Extrema of $f(x,y)=e^{x(y+1)}$ for $\sqrt{x^2+y^2} \le 1$

Question

How can I determine the extrema (minima and maxima) of $f: D \to \mathbb{R}$

$$f(x,y)=e^{x(y+1)}$$

for $D=\{(x,y) \in \mathbb{R}^2:\sqrt{x^2+y^2} \le 1\}?$

The solution should be $\Big(\frac{\sqrt{3}}{2},\frac{1}{2}\Big)$ for the maximum and $\Big(-\frac{\sqrt{3}}{2},\frac{1}{2}\Big)$ for the minimum.

Answer 1

HINT

1. Solve $f_x = 0 = f_y$ to find the local extrema, you are only interested in the ones inside $D$. You can use the 2nd derivative test to classify them.
2. Use Lagrange multipliers to solve the boundary problem looking for extreme values on $D$ itself.

Answer 2

This is a different way to do it than what you might be expected to do:

To maximize $e^{x(y+1)}$ we just have to maximize $x(y+1)$. Our domain is a a disk of radius $1$ centered at the origin; however, we can tell that the maximum will occur on the border rather than inside. Why? Let $O$ be the origin.

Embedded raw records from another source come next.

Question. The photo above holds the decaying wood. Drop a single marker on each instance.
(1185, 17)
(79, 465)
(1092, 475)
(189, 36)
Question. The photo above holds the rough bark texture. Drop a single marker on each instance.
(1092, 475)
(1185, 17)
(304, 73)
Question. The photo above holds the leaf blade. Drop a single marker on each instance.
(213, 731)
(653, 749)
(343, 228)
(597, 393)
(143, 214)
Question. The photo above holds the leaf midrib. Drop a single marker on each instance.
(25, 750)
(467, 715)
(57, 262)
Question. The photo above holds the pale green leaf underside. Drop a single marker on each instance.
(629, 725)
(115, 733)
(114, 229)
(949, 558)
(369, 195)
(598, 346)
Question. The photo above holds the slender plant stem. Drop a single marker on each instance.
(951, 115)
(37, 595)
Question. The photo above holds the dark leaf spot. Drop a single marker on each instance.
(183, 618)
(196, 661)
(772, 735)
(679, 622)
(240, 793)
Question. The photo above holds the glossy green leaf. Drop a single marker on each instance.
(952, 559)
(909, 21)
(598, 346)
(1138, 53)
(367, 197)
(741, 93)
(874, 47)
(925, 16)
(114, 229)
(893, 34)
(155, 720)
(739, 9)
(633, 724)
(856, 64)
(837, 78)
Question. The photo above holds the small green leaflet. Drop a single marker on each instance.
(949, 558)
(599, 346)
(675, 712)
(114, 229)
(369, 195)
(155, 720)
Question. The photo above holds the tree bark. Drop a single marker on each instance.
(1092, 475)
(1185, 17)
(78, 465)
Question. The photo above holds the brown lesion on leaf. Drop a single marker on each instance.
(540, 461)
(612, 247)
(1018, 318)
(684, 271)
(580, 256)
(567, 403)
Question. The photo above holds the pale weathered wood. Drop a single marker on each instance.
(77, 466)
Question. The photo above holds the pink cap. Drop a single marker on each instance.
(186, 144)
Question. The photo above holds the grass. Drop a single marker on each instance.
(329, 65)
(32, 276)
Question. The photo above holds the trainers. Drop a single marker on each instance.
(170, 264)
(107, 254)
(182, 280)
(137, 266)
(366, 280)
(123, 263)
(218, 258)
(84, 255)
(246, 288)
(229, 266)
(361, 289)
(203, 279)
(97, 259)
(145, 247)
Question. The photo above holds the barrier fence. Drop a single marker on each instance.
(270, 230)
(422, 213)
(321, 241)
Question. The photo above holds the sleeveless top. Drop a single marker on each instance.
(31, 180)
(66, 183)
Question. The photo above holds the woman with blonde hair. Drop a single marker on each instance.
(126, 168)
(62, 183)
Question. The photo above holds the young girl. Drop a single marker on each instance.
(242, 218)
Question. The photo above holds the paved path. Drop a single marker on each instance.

For any point $P(x, y)$ inside the disk, if we continue along the ray OP until it hits the border, we will have both a larger $x$ and a larger $y$, so a larger $x(y+1)$. Thus we know that $x^2+y^2=1$, rather than $\le 1$.

Thus $y = \pm \sqrt {1-x^2}$, and we want to maximize $x(y+1)$ which is $x(\pm \sqrt {1-x^2}+1)$, which can be done with Calculus 1.